Schulleiter Philipp Nagel bestätigt: „Das Aggressionspotenzial steigt.“ Mehr Kollegen sind deshalb zur Pausenaufsicht verpflichtet worden, um das Areal im Auge behalten zu können. Elternvertreterin Stefanie Altmann-Korban berichtet: „Mein Kind kommt geschafft aus der Pause. Die Emotionen werden dann bei den Lehrern abgeladen“, macht sie sich auch Sorgen um die Gesundheit der Lehrer.

Eltern kritisieren mangelhaften Fluchtweg

Ein weiteres großes Problem ist aus Sicht der Eltern, dass es keinen sicheren Fluchtweg gibt. Sie fordern, dass das Straßenstück vor dem Eingang am Mohnweg sofort gesperrt wird.

„Was uns vor allem frustriert, ist, dass sich niemand zuständig fühlt“, sagt Orth. Die Stadt Bergisch Gladbach ist Eigentümerin des Grundstücks, die Bäder GmbH ist Bauherr, der Rheinisch-Bergische Kreis ist Träger der Schule und Mieter des Gebäudes. Die Eltern befürchten, mit ihren Sorgen zwischen den Zuständigkeiten aufgerieben zu werden.

Der Rheinisch-Bergische Kreis sieht nur begrenzte Möglichkeiten

„Wir sind Mieter, als solcher haben wir selbst keine Möglichkeit, den Schulhof zu vergrößern oder bauliche Veränderungen durchzuführen“, sagt Kreissprecherin Birgit Bär. Allenfalls könnten „mietrechtliche Konsequenzen“ gezogen werden. „Das Wichtigste ist jetzt, dass schnell eine Lösung gefunden wird“, betont Bär.

Der Kreis habe seine Bedenken und Vorstellungen im Sinne der Interessen der Schule, dem Vermieter und Bauträger bereits vorgetragen: „Leider haben wir nur begrenzte Möglichkeiten, hierauf Einfluss zu nehmen.“

Die Stadt hat noch keine Baugenehmigung erteilt

Patrick Ortmanns, Pressesprecher der Stadt Bergisch Gladbach, teilt mit: „Aktuell ist noch keine Baugenehmigung für die Sporthalle erteilt.“ Die Turnhalle werde aber zur offenen Pausenhoffläche ausgerichtet, um den gewachsenen Baumbestand zu schützen. Das aktuelle, durch einen Zaun gesicherte Baufeld könne während der Bauzeit sukzessive reduziert werden.
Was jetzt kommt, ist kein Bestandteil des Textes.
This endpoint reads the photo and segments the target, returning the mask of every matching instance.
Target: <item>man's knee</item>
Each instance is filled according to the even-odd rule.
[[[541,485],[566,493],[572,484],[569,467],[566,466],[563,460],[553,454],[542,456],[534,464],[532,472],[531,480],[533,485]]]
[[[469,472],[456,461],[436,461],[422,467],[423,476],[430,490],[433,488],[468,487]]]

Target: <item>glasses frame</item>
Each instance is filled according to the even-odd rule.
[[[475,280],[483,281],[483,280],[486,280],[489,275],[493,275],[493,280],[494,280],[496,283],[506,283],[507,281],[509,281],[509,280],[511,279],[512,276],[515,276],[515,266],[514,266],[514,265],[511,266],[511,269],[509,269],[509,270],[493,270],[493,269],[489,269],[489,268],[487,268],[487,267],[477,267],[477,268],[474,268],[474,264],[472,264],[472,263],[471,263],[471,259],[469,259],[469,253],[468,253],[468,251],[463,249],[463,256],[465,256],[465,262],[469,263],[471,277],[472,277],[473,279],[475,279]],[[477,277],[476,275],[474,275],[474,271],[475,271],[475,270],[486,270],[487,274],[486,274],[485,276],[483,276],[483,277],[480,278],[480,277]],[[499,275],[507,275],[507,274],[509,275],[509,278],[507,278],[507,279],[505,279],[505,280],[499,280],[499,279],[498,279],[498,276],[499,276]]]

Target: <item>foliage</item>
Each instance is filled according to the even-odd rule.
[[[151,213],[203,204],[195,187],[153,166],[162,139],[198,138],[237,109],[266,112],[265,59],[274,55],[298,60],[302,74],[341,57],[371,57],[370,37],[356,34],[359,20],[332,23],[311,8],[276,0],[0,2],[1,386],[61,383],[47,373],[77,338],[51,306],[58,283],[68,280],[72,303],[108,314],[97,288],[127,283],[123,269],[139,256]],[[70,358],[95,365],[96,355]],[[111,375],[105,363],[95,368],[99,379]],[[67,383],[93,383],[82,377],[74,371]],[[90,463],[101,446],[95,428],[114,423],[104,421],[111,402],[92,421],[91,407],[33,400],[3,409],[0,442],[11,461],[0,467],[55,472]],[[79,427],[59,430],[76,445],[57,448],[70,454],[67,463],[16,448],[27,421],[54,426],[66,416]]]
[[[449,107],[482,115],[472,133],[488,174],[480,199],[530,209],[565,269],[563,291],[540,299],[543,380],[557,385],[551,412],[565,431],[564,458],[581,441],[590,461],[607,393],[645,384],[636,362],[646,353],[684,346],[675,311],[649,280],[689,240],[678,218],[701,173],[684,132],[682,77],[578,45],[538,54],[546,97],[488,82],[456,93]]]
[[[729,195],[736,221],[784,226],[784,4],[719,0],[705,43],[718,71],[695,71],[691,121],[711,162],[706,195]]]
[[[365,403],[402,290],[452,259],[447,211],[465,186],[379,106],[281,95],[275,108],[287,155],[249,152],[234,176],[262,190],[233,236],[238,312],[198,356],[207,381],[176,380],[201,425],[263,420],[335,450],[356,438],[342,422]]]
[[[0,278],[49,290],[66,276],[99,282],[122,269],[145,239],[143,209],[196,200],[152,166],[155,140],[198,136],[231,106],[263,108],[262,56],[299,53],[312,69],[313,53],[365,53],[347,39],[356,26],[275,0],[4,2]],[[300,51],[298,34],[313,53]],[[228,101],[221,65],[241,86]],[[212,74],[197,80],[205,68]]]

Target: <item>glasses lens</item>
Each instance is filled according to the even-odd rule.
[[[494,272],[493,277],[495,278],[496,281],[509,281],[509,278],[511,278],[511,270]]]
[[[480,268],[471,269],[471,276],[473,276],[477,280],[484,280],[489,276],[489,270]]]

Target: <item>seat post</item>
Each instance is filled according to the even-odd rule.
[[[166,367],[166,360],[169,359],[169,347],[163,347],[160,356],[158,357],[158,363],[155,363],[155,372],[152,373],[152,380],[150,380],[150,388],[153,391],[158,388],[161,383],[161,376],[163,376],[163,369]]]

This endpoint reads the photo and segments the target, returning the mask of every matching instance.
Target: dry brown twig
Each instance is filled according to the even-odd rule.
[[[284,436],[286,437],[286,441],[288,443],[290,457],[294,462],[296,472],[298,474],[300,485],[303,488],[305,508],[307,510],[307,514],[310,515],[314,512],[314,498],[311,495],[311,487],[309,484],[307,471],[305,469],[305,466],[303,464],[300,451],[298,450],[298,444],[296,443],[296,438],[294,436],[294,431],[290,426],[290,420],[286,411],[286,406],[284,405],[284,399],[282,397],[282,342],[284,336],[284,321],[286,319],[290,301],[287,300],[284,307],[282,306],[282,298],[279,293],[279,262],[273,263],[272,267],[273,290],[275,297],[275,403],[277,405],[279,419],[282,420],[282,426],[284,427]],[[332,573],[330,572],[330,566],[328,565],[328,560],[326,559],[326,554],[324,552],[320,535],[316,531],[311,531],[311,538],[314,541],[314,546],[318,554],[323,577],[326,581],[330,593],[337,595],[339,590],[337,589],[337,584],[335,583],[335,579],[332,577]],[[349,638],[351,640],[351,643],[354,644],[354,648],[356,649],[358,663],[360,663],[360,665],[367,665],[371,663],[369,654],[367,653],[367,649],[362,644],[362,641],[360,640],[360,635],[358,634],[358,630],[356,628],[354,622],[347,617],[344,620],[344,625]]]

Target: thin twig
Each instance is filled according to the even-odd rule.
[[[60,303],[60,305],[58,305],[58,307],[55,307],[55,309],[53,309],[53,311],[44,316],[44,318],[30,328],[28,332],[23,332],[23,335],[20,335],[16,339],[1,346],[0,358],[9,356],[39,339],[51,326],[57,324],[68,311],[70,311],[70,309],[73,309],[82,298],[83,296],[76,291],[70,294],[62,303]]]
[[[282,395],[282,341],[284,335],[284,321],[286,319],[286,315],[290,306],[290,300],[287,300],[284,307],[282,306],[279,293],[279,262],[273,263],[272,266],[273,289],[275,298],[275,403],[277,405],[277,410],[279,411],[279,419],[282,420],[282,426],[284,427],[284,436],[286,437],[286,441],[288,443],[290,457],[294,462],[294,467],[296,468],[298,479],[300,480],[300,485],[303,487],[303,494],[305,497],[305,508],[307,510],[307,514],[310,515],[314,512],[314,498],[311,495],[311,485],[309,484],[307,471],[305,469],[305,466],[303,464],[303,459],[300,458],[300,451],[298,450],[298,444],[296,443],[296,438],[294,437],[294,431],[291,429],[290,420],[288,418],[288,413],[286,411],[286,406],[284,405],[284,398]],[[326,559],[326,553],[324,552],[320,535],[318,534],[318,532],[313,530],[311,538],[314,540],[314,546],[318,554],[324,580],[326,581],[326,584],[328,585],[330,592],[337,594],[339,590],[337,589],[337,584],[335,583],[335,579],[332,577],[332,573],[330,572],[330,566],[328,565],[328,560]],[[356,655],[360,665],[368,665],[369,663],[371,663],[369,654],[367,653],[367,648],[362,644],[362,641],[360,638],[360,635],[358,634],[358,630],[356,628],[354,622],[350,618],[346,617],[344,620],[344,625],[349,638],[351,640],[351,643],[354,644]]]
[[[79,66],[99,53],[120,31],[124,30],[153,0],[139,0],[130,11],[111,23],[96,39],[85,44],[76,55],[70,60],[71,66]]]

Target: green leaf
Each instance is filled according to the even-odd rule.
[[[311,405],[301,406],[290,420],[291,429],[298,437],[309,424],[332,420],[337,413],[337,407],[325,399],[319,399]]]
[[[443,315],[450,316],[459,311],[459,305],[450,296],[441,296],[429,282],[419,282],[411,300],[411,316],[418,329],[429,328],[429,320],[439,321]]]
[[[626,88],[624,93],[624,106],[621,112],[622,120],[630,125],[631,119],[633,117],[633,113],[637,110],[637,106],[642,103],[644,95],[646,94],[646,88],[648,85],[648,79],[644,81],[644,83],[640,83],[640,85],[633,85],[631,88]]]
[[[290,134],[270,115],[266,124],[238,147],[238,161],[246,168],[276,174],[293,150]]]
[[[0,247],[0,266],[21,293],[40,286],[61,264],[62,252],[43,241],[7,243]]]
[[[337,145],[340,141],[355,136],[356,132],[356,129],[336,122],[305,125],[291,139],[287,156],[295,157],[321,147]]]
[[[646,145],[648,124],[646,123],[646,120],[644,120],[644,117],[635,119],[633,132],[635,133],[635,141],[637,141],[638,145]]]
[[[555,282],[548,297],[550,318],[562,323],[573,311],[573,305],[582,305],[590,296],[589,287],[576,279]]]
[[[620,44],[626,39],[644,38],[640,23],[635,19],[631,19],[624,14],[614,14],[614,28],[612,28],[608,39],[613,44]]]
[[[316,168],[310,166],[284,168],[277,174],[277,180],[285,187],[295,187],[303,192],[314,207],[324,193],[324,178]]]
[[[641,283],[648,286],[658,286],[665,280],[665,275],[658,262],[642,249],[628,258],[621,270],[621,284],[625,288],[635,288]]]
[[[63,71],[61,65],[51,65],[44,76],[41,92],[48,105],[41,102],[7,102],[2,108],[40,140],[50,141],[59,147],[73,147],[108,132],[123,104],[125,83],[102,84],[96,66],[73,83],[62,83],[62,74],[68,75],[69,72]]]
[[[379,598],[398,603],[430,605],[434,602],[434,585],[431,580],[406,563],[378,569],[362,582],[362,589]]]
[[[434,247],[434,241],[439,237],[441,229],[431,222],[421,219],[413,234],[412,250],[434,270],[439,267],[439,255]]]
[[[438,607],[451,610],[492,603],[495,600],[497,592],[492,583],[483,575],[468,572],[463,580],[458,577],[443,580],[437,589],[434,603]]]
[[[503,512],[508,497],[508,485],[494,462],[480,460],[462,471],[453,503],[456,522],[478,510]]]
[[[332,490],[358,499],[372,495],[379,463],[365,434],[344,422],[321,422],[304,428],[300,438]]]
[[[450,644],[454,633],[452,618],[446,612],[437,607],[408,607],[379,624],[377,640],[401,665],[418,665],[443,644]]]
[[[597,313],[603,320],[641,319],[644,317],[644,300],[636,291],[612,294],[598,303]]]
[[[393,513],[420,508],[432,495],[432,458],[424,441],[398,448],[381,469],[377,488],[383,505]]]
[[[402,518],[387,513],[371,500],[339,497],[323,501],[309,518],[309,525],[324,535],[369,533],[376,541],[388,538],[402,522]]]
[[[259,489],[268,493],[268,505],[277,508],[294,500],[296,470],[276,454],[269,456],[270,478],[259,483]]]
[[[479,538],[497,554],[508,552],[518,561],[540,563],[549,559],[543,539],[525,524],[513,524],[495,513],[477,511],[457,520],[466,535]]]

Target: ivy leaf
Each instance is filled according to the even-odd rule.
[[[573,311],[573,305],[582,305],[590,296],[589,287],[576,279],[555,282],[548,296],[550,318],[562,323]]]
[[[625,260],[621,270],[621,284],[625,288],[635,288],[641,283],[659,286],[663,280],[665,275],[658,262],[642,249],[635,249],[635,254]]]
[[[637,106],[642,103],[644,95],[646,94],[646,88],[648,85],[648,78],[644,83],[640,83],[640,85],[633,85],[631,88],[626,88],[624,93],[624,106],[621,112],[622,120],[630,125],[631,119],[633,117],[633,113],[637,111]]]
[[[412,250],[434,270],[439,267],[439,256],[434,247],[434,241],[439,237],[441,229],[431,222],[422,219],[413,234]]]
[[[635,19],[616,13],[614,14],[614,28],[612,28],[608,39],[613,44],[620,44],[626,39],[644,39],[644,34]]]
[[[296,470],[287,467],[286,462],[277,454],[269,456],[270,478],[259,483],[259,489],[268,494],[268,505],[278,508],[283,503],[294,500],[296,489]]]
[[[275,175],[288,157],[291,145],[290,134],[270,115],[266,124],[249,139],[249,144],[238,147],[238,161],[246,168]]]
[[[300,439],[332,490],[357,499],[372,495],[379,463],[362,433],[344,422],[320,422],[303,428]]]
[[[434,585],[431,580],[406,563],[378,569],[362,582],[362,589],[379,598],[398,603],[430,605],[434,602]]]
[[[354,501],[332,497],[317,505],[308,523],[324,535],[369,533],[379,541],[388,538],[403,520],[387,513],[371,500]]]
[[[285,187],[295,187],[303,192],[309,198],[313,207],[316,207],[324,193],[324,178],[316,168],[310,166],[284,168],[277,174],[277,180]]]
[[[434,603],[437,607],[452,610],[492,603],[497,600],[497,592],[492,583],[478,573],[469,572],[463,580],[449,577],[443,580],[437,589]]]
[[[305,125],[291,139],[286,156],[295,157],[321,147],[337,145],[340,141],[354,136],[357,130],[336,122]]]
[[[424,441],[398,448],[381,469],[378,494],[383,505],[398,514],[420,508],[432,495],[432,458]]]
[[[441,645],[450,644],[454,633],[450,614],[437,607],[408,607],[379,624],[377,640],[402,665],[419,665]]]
Einen gesetzlichen Mindestwert für die Größe von Schulhöfen gebe es nicht, lediglich einen Richtwert, der hier nicht unterschritten werde. Die Stadt betont: „Die während der Bauphase und vor allem nach Abschluss des Neubaus zur Verfügung stehende Pausenhoffläche erfüllt rechtlich jedoch die Vorgaben beziehungsweise Empfehlungen der Schulbaurichtlinie vollumfänglich.“

Stadt Bergisch Gladbach macht keine Größenangaben für den Schulhof

Konkrete Größenangaben macht die Stadt aber nicht. Als Vermieter sichert die Stadt zu, „sich an dem Dialog mit allen Beteiligten einzubringen auf der Suche nach einem Konsens.“

Für den 20. Februar ist ein Krisengespräch, ohne Eltern, angesetzt. Schulleiter Nagel erhofft sich Klarheit darüber, was auf seine Schule zukommt. „Bisher sind die Parteien Sparringspartner. Wir schaffen das aber nur zusammen“, sagt er.